Upon entering the main shrine, Lord Shiva is found in Linga form and behind him is the five-faced Lord Shiva, bearing the name Sadasiva Moorthi. Near the main sanctum, there is a separate shrine for Goddess Soundarambikai.

Opposite the main sanctum, a five-faced Herambha Vinayagar is seen sitting on his simha vehicle with Siddhi and Buddhi Devi on either side.

Close to it is the Navagraha. The Navagraha is also unique as Lord Surya in the centre can be seen with his consorts Usha and Pratyusha. There is a shrine for Lord Bhairava.

In the inner praakaara, idols of all the 63 Nayanmars are also placed. On the outer praakaara of the temple, there are separate shrines for Adi Shankarar, Lord Anjaneya and Lord Ayyappa.
There is also a ‘gho’ shala inside the temple.

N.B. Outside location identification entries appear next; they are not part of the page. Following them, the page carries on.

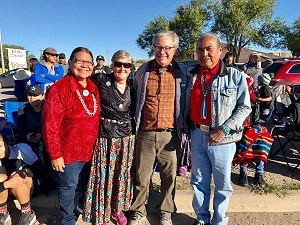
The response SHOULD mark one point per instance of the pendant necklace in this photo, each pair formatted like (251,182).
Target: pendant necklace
(205,92)
(84,105)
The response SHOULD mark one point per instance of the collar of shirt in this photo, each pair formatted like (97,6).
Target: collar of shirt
(214,70)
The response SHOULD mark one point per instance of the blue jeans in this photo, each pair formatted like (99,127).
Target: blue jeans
(208,160)
(68,181)
(259,167)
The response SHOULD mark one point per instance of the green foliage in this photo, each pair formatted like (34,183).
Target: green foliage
(144,40)
(244,22)
(279,190)
(293,38)
(5,54)
(188,22)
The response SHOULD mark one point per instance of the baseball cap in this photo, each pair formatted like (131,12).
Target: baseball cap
(21,74)
(50,50)
(100,57)
(62,56)
(35,90)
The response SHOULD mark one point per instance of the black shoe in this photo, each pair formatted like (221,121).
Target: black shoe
(200,223)
(244,179)
(259,178)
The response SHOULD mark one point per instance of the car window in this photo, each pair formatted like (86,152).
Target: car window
(273,68)
(295,69)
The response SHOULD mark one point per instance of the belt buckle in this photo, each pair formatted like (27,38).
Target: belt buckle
(204,128)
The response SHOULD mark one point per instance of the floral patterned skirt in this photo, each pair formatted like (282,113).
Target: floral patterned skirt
(110,185)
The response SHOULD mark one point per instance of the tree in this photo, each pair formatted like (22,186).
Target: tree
(293,38)
(144,40)
(188,22)
(5,54)
(244,22)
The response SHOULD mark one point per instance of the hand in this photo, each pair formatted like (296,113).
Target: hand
(58,164)
(33,138)
(216,136)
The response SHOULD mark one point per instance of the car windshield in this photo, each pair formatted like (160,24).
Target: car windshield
(273,68)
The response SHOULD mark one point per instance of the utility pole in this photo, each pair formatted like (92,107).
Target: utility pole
(108,59)
(1,52)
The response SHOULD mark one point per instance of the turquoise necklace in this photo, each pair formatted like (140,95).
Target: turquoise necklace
(205,92)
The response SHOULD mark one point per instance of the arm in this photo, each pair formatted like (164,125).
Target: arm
(59,73)
(21,124)
(53,113)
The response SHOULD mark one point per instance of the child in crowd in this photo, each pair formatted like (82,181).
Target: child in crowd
(17,165)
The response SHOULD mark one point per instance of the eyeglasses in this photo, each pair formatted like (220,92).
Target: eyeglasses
(159,48)
(52,54)
(120,64)
(81,62)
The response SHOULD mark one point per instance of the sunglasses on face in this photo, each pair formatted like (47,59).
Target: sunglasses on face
(120,64)
(52,54)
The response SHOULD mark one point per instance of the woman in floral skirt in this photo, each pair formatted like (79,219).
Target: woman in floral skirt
(110,185)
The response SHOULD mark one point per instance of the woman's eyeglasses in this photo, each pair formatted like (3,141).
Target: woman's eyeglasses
(159,48)
(81,62)
(120,64)
(52,54)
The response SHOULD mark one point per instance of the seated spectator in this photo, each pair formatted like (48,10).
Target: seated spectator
(17,167)
(48,71)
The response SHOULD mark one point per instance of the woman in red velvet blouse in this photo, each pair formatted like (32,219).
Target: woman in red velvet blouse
(71,116)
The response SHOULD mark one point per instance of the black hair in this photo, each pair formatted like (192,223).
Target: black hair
(227,55)
(80,49)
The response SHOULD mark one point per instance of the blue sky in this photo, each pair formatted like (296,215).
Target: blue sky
(99,25)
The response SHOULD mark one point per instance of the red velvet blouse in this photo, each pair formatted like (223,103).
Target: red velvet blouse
(68,130)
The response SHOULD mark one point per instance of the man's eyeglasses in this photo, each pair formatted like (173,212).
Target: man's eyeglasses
(52,54)
(120,64)
(159,48)
(81,62)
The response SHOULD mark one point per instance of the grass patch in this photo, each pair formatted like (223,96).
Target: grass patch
(279,190)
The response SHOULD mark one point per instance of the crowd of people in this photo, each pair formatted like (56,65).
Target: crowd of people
(106,129)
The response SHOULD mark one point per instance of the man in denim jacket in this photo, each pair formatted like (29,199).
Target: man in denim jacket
(217,104)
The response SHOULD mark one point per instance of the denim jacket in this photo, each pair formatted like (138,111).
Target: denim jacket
(230,100)
(140,84)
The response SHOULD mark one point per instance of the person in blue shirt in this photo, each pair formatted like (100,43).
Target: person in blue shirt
(48,70)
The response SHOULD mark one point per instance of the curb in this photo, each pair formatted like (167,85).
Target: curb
(242,200)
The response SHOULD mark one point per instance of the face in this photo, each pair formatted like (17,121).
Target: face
(208,52)
(51,57)
(35,100)
(120,72)
(3,149)
(62,61)
(100,62)
(229,60)
(163,57)
(82,65)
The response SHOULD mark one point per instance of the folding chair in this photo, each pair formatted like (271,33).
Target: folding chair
(10,115)
(290,136)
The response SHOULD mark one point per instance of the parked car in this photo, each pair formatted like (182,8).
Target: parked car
(7,80)
(285,72)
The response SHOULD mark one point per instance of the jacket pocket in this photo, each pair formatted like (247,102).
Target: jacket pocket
(228,96)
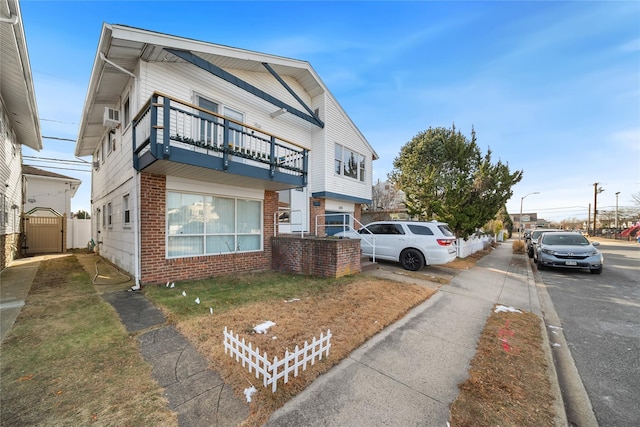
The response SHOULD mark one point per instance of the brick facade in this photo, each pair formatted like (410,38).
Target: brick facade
(156,268)
(316,256)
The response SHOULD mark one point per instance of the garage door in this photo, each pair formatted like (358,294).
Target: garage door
(43,234)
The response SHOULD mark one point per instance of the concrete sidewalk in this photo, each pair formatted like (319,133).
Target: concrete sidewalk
(409,373)
(406,375)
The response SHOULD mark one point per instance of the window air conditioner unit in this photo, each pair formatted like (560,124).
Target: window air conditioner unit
(111,118)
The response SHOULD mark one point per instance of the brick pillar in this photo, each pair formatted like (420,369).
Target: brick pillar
(357,214)
(152,224)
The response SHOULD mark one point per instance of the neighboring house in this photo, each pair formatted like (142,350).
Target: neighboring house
(202,153)
(528,221)
(19,125)
(48,191)
(49,226)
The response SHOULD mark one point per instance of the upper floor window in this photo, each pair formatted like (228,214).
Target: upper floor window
(4,210)
(126,113)
(349,163)
(126,211)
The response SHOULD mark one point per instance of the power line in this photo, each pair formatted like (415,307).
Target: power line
(57,121)
(49,159)
(68,169)
(58,139)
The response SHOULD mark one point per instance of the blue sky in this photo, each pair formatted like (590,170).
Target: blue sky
(552,88)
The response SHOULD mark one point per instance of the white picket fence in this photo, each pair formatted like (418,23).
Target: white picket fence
(472,245)
(271,372)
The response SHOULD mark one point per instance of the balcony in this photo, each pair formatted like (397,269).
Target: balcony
(172,137)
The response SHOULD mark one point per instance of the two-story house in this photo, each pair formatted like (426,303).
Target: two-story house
(202,153)
(19,125)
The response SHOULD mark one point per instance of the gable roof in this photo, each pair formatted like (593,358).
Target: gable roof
(16,82)
(74,183)
(121,47)
(30,170)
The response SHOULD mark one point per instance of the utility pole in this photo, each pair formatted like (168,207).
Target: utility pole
(617,194)
(596,190)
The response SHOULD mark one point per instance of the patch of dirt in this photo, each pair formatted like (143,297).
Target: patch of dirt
(508,383)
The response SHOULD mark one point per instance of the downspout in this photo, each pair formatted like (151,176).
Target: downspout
(136,233)
(136,224)
(12,19)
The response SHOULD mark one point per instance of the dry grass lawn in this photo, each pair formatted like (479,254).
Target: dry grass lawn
(508,383)
(354,312)
(69,361)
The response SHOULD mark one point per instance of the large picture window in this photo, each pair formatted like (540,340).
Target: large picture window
(210,225)
(349,163)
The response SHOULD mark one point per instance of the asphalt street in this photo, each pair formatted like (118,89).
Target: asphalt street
(600,322)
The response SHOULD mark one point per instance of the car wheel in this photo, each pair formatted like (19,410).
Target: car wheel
(411,259)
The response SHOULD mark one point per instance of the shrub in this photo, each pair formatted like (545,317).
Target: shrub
(518,247)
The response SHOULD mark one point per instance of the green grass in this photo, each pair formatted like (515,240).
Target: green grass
(69,361)
(229,292)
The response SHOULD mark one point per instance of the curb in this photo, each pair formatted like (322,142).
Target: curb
(573,406)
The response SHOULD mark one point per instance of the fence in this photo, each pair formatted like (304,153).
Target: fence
(271,372)
(78,233)
(472,245)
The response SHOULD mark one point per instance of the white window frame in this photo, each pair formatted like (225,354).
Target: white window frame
(345,154)
(109,215)
(126,211)
(236,233)
(126,112)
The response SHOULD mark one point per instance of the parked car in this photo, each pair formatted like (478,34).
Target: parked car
(413,244)
(568,250)
(533,239)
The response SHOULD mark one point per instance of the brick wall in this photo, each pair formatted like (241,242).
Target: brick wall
(155,268)
(316,256)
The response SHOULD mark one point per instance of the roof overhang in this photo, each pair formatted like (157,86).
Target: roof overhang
(125,47)
(16,82)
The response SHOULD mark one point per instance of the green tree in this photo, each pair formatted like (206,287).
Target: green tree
(446,177)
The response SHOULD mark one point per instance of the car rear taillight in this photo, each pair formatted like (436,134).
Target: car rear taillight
(444,242)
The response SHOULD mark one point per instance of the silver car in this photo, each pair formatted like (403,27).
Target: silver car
(567,250)
(413,244)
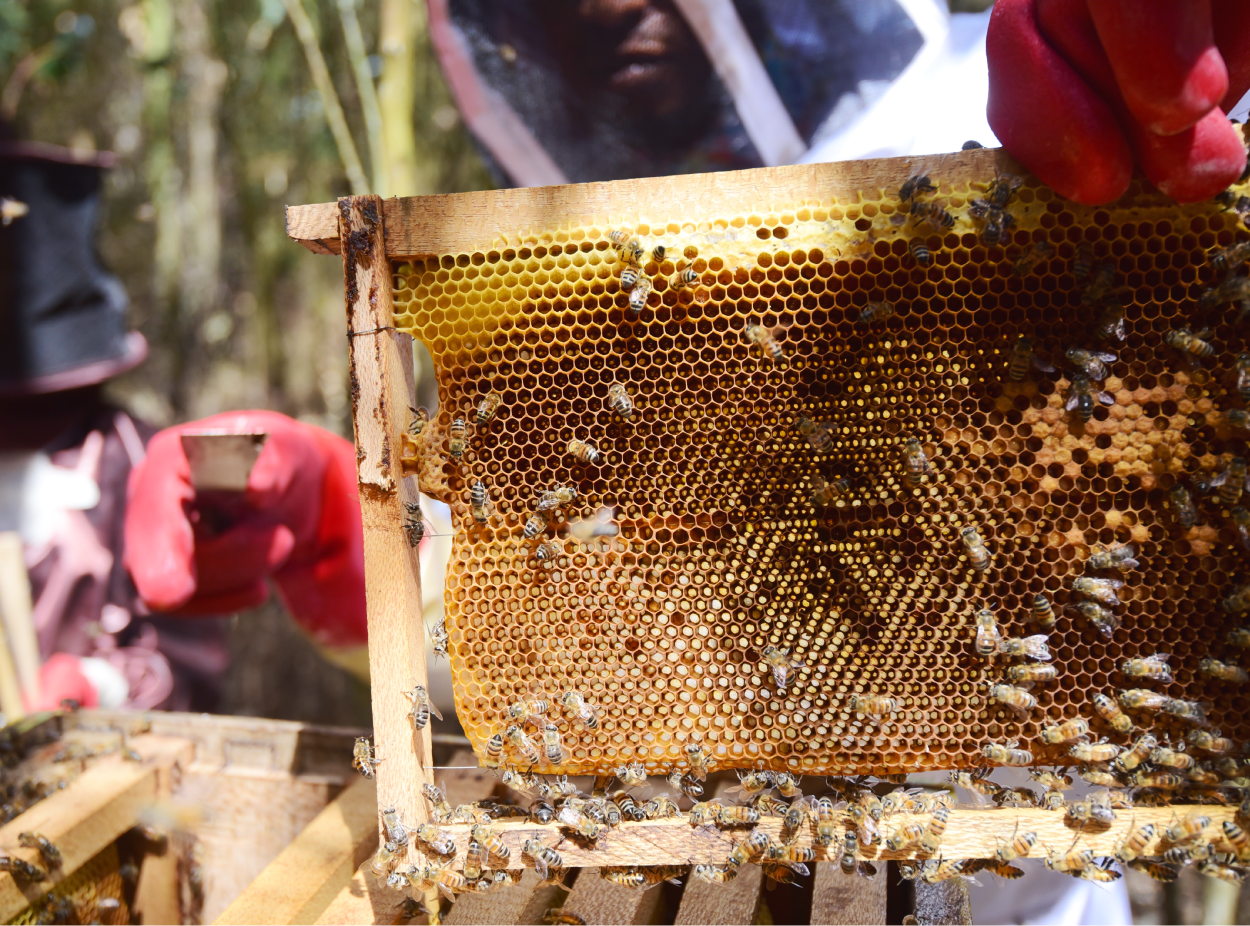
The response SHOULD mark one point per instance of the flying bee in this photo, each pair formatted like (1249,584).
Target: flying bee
(815,434)
(1066,731)
(766,339)
(1119,557)
(1101,751)
(1231,481)
(823,494)
(1016,699)
(978,555)
(438,840)
(934,214)
(915,464)
(1148,667)
(873,704)
(456,439)
(914,186)
(1186,341)
(1028,646)
(620,401)
(1224,671)
(988,636)
(1006,754)
(364,757)
(779,661)
(1228,258)
(583,712)
(638,295)
(1028,261)
(421,707)
(544,856)
(1021,358)
(553,745)
(523,745)
(581,451)
(1083,396)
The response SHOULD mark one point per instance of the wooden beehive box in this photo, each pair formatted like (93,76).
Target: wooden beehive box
(719,550)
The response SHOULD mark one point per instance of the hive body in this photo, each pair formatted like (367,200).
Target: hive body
(720,551)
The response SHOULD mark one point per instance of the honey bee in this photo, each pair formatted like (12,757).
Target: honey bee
(766,339)
(1100,751)
(875,311)
(1189,711)
(1231,481)
(988,636)
(478,502)
(581,451)
(978,555)
(1031,672)
(1114,557)
(684,279)
(1006,754)
(914,186)
(575,705)
(1028,261)
(1041,612)
(1224,671)
(815,434)
(934,214)
(638,295)
(523,745)
(421,707)
(780,664)
(874,704)
(1028,646)
(553,745)
(1021,358)
(1209,741)
(456,439)
(915,464)
(1188,343)
(1016,699)
(620,401)
(1066,731)
(1083,395)
(544,857)
(823,494)
(364,757)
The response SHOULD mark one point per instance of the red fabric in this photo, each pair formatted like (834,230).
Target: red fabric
(1191,164)
(299,522)
(60,677)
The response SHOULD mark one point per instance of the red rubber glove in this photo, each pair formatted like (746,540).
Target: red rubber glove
(1080,88)
(298,521)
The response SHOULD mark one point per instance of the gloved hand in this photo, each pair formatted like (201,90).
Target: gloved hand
(1079,89)
(298,521)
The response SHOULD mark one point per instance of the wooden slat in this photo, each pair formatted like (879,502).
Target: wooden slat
(93,811)
(598,901)
(971,832)
(306,876)
(381,391)
(846,899)
(466,221)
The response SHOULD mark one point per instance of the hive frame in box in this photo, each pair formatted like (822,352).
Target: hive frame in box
(370,233)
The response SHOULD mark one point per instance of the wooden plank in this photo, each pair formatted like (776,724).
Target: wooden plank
(598,901)
(88,815)
(971,832)
(466,221)
(381,391)
(306,876)
(846,899)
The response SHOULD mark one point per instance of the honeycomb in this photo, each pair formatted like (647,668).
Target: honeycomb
(720,552)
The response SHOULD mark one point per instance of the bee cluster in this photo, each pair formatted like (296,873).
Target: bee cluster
(939,479)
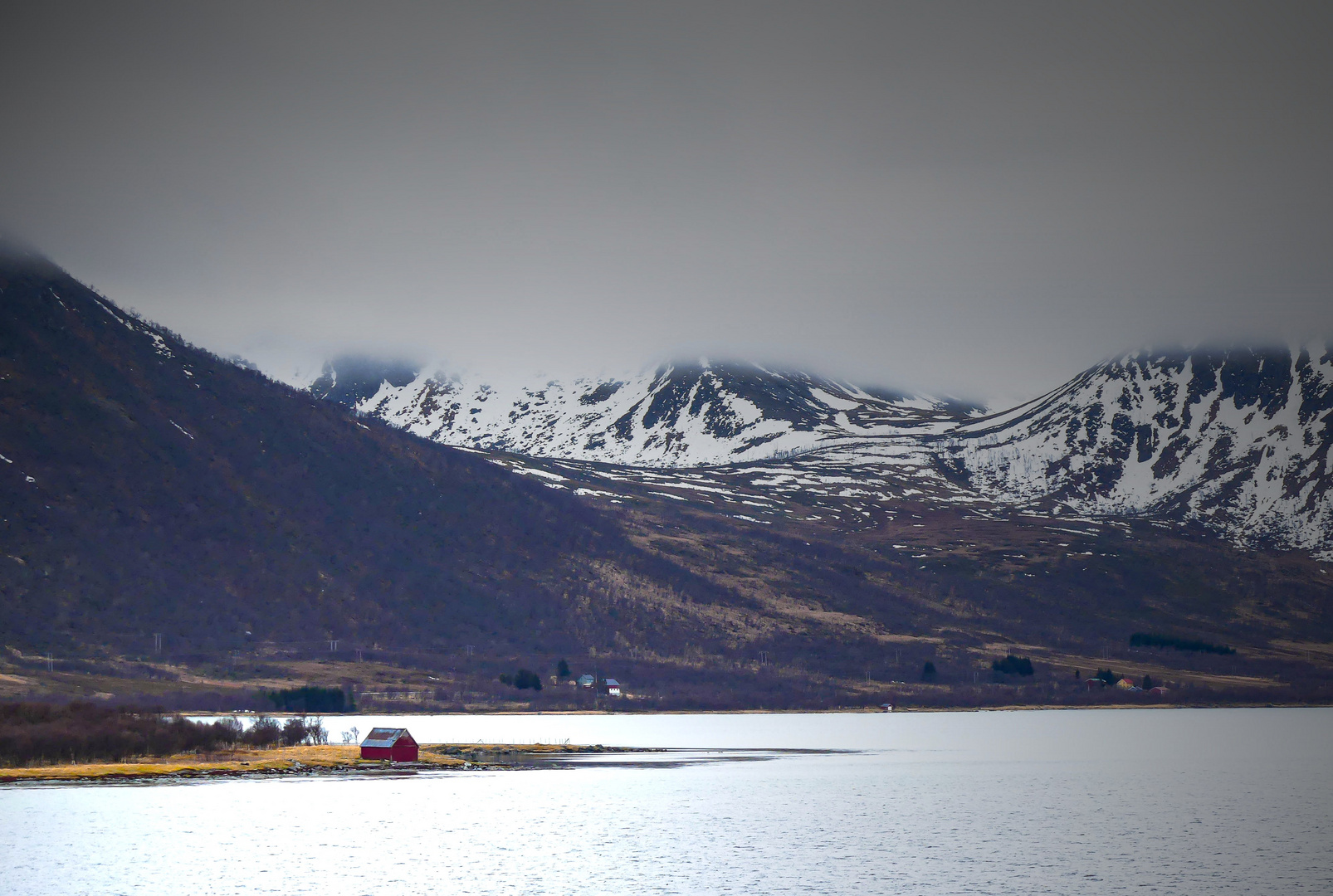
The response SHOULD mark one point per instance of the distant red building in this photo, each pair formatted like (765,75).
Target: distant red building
(395,744)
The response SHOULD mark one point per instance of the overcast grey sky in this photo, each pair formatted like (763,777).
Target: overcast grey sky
(974,197)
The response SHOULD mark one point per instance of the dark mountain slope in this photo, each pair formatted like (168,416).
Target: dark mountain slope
(151,487)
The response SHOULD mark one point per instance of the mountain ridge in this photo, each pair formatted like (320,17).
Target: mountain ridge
(1236,439)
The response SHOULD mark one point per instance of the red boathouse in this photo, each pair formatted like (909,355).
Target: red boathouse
(395,744)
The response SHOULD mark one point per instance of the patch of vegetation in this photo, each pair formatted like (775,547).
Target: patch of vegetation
(523,679)
(1145,639)
(311,699)
(35,733)
(1013,665)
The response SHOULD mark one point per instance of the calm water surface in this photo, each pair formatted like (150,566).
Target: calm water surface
(1088,801)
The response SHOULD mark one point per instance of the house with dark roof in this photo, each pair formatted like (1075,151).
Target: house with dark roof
(395,744)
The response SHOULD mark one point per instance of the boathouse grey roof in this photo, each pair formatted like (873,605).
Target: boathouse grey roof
(383,736)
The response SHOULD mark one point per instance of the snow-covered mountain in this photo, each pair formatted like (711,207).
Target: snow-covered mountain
(1238,439)
(679,415)
(1233,439)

“Lord Kachaleeswara denotes Shiva who has worshipped in turtle form. During the battle between Devas and Asuras for the divine nectar, Lord Shiva worshipped Mahavishnu in Koorma Avatar and so Shiva bore the name Kachaleeswarar,” says a temple priest.

“Some of the specialities of the temple is those having trouble getting married have their problems sorted out on worshipping the deity here. Rudrabhishekam is performed here which is believed to negate the hurdles in one’s marriage. Also, if childless couples worship the Goddess here, it is believed that their prayers will be answered. This is also a parihara sthala for naga dosha,” added the priest.

Some of the special occasions in the temple include Brahmotsavam in the month of Chithirai. Maha Sivarathiri is celebrated in a grand manner with four kaala poojas and during other occasions like Navarathri, pournami, Shashti, Kirthikai special poojas and abhishekams are performed.

The temple is open from 6.30 am to 11.30 am and from 4 pm to 9.30 pm.